Are there lower bounds to complexity for hosts and how are these described or modeled? In other words, one would expect an organism to have a certain amount of "surplus tissue" in order for parasites to be able to feed on it, at least without killing the host too soon for the parasites to thrive. For example, humans have surplus blood (we can draw a lot of blood and survive), making it possible to live with a few leeches, ticks, etc. Is this supposition really true? That is, do we know that "very simple" organisms cannot have parasites? If so, how do we characterize what is "too simple to be a host" and does it have anything to do with having "surplus tissue"? (I assume "surplus" is not the term used in parasitology because I haven't seen it in the books...)
"Complexity" is a difficult term to operate with in biology; most people that use it don't have an idea of how they'd like to operationally define it, and without an operational definition it isn't meaningful.
Phages are effectively parasites of bacteria - one could bicker that a virus can't be a parasite because it's not "alive", but I think this is just a semantic argument about what it means to be alive, and many of the definitions that exclude viruses are problematic because they those same terms exclude animal parasites.

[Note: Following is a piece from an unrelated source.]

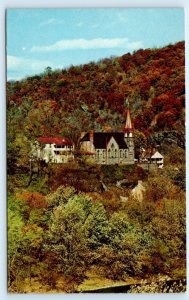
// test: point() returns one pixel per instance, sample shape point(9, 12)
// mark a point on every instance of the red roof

Not all parasites are of the "feed on the host just a little bit" variety, either. Parasitoid wasps, for example, typically consume the entire target host, sometimes paralyzing it at the same time an egg is laid. Cordyceps is another fun group of (mostly) parasites, whose targets include other fungi and insects.
The only limit seems to be that the host must somehow be of use to the parasite. It must also be complex enough to be considered a living organism in its own right: you can't have a parasite of something that's already dead, for example, since that has a different meaning. I think these meanings are rather tautological, rather than interesting, though, so I'd answer your title question to say "no, not in any meaningful, non-tautological way".